Eseri beş cilt olarak tarihsel kaynaklarda kayıt altında! Vee; bu ünlü bilim insanı ‘Anavarza’da yaşamış!  Kentin tanınır olmasında katkıları büyük! Bugün bile çokça biliniyor!

‘Anavarza’da bulunan eserler arasında sağlık tanrısı ‘Asklepion’un altı kızından biri olan HYGIEIA’nın parçalı heykeli de envanterlerde!

Baş kısmı olmasa da, 1.70 m. ebadında olduğu düşünülüyor! İlginç…
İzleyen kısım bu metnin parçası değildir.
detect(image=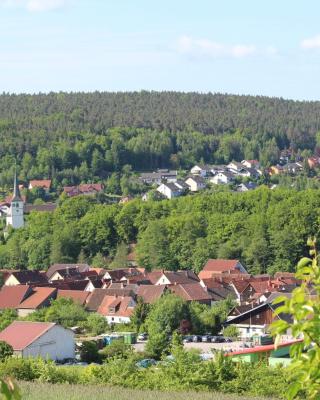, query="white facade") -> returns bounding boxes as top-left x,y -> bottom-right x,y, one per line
6,199 -> 24,229
105,315 -> 131,324
157,183 -> 181,199
20,325 -> 75,360
210,173 -> 233,185
185,177 -> 206,192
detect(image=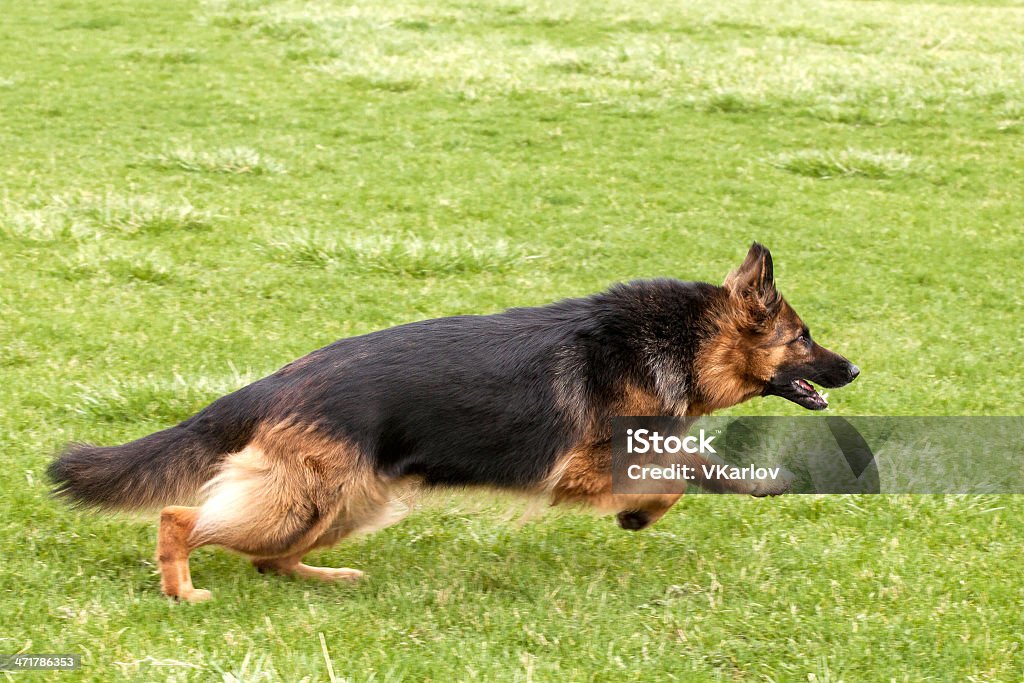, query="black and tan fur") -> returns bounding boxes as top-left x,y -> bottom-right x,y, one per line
49,243 -> 858,601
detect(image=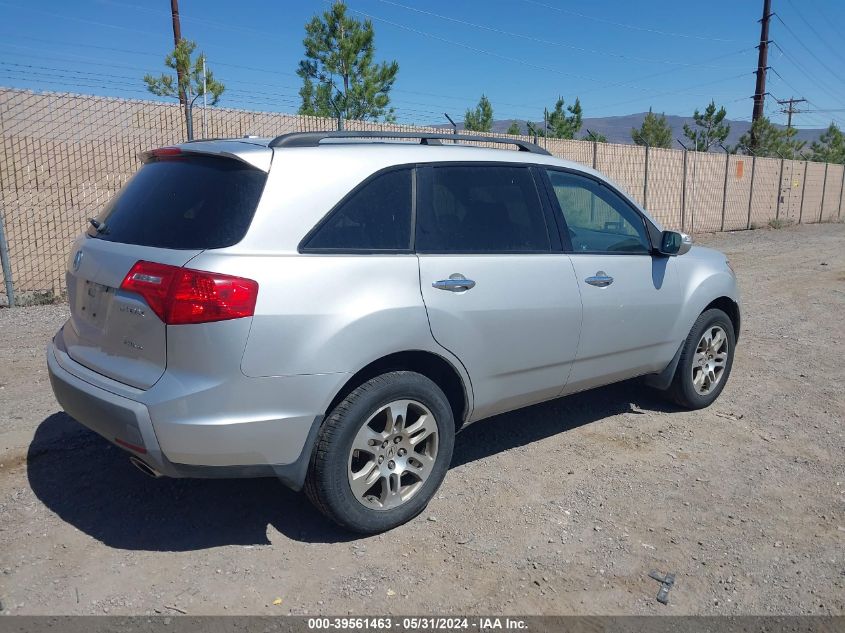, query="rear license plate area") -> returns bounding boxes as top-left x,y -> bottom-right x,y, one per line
79,280 -> 111,327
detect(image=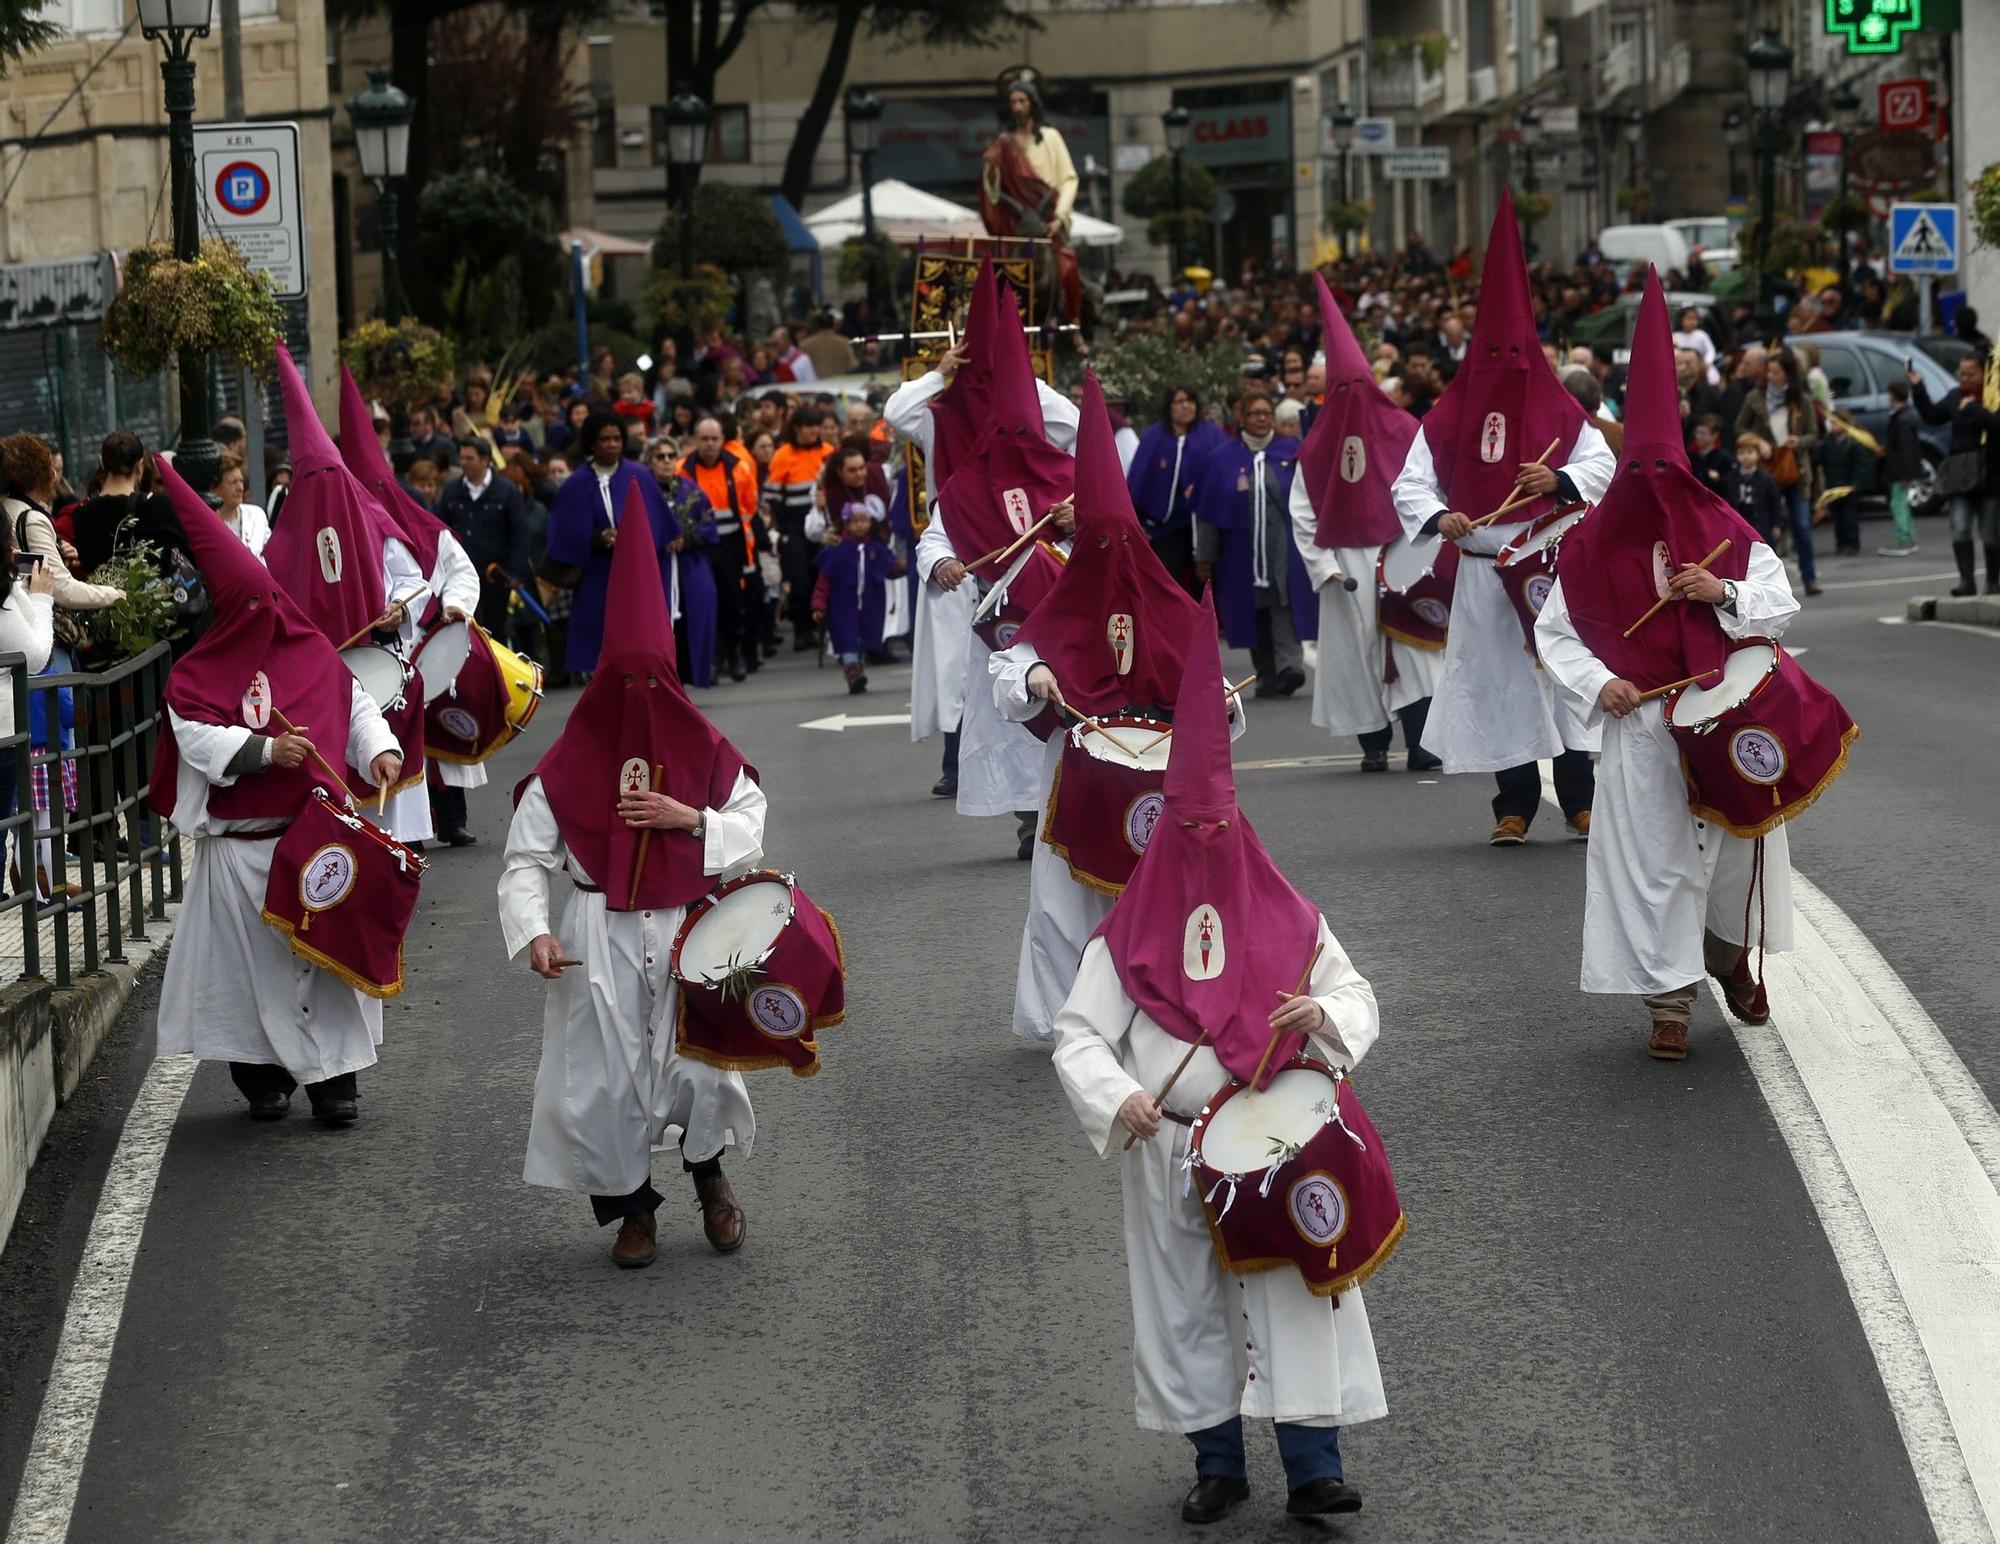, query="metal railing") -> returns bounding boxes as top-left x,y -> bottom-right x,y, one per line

Keza bulunanların arasında ‘Eros’ heykeli de var. Yaklaşık olarak I.S. 3. veya 4. Y.Y.’a tarihleniyor!

‘Anavarza’ tarihi için, ‘Roma İmparatorluğu’ sonrası ‘Bizans’ döneminde yaşamın sürdüğü, devamında ‘Arap’ ve ‘Ermeni’ hakimiyeti söz konusu…

Sonrasın da beylikler dönemi ve ‘Osmanlı İmparatorluğu’…

Kentin tarihsel geçmişi ile alakalı olarak I.O. 5.Y.Y.’ı işaret edenler var! Kimi farklı kaynaklarda ise yedi bin beş yüz yıllık bir geçmişten söz ediliyor?

‘Roma İmparatorluğu’ döneminde işgal sonrası yaklaşık olarak iki asır boyunca bu kentten gelen sağlıklı bir bilgi yok!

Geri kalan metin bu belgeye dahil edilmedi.